7 clever installations that will make you rethink public art
This art deserves a double take.
Whether the artist uses an innovative material, works with an unusual canvas or plays with optical illusions, public art doesn't just look interesting — it warrants deeper thought. Here are some installations from around the world that do just that.
Stainless steel rods create negative space in this installation called "Non-Sign II" in Vancouver. (Photo: architecturegeek/Flickr)
From Seattle-based art collective Lead Pencil Studio, "Non-Sign II" does the opposite of a billboard: it makes drivers aware of their surroundings.
Legos patch a wall in Berlin. (Photo: oxox/Flickr)
Lego patches have popped up all over the world, adding whimsy to dilapidated and damaged walls. Wired credits German artist Jan Vormann for starting the trend in 2007 at an art festival in Italy. In the years since, copycats have taken up the cause — and that's just what Vormann was hoping would happen.
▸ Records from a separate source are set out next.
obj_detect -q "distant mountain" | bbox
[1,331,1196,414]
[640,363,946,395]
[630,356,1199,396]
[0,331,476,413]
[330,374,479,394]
Boaz Vaadia collects discarded stone materials from construction sites and turns them into durable art that is featured all over the world. In Tel Aviv, the bluestone "Asha and Yehoshafat" sculptures gaze across the Mediterranean Sea, as they sit on top of a boulder — appearing as if they had been there all along.
Celeste Roberge's "Rising Cairn" sculpture in front of the Nevada Art Museum in Reno. (Photo: Greg Patterson/Flickr)
Merging geological form with human form, Celeste Roberge's "Rising Cairn" sculpture uses rocks local to the site of the artwork and invites viewers to investigate from all angles — including above, as children enjoy climbing on it.
"The work is about the intersection of geology and humanity," Florida-based Roberge told Gainesville Today. "I sometimes call it geological time and human time."
Slides come from the mouth of the "Monster Slide" in Jerusalem. (Photo: herberger/Flickr)
Niki de Saint Phalle's "Monster Slide" lurks in a playground in Jerusalem — but though it may seem unnerving at first, this is undoubtedly the most fun piece of art on the list. Children adventure through the inside of the monster to slide down one of its three tongues.
Rami Meiri's art plays with its surroundings in crafty ways. This 1985 mural in Tel Aviv is on the side of a jeans shop, ingeniously merging local culture with business.
French artist OakOak makes use of urban decay with his delightfully unexpected paintings. His brilliant cartoon of Bruce Lee kicking can be found in several places — above, Lee attacks an already-bent rail in Saint Etienne, France.